Ensuite tu installes les packages X11 et X11SDK (le deuxième n'est pas obligatoire, mais conseillé). Télécharges aussi X11 launcher (dispo sur versiontracker) qui te permet de lancer l'appli X11 avec un clavier français. 
Lance toujours X11 avec x11 launcher, et personnalise ton menu application, en ajoutant un élément et en indiquant le chemin vers où mathlab est installé, lance matlab via ce menu ensuite, et c'est bon


----------



## Pivo (21 Janvier 2003)

Merci je vais essayer, mais comment faire pour que matlab n'installe pas XFree et OroborOSX?


----------



## maousse (21 Janvier 2003)

Je sais pas vraiment te répondre plus précisément, j'ai pas matlab et je ne l'ai jamais installé, donc je ne sais pas trop comment ça se passe.
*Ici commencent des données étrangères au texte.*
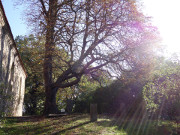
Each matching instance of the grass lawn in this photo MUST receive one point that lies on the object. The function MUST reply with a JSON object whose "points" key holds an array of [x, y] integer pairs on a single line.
{"points": [[79, 124]]}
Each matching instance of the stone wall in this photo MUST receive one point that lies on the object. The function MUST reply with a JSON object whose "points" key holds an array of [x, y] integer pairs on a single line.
{"points": [[12, 73]]}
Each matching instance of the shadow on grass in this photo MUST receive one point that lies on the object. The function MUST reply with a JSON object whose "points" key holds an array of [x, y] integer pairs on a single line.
{"points": [[40, 125], [70, 128], [141, 126]]}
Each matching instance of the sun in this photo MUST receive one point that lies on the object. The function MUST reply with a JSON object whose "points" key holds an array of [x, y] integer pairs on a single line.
{"points": [[166, 17]]}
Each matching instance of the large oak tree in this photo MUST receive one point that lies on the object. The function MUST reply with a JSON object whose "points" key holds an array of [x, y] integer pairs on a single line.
{"points": [[92, 34]]}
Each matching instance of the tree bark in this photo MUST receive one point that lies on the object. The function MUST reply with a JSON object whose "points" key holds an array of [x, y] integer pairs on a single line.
{"points": [[50, 102]]}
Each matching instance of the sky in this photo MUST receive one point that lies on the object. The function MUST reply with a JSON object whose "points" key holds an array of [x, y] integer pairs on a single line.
{"points": [[165, 15]]}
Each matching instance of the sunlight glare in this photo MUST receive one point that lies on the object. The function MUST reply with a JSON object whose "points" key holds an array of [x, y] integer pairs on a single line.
{"points": [[166, 17]]}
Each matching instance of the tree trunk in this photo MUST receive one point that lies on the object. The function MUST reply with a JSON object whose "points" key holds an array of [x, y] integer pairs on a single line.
{"points": [[50, 102]]}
Mais bon, si matlab installe Xfree et orobor, installe matlab par défaut comme il le ferait normalement (donc avec xfree et orobor), installe X11 d'apple par dessus (ça réécrit les dossiers /etc/X11 et usr/X11R6), et lance matlab depuis l'application X11, je suppose que ça devrait aller... tu pourras alors effacer xdarwin et orobor de ton dossier /Applications , une fois que tu auras vu que ça fonctionne avec X11 
	

	
	
		
		

		
		
	


	




J'ai vu ça tourner aussi dans la conférence "the power of x" diffusée sur apple.com, mais ils ne donnent pas le mode d'emploi 
	

	
	
		
		

		
		
	


	




(au fait, je viens de voir qu'il y aurait une mise à jour pour matlab pour tourner sur jaguar, t'es au courant ? 
http://www.mathworks.com/support/solutions/data/33053.shtml )


----------



## Pivo (21 Janvier 2003)

C'est bon, ça tourne sous Xfree+oroborosx. Tant que ça plante pas, je change rien!!!!!!!

Merci beaucoup.


----------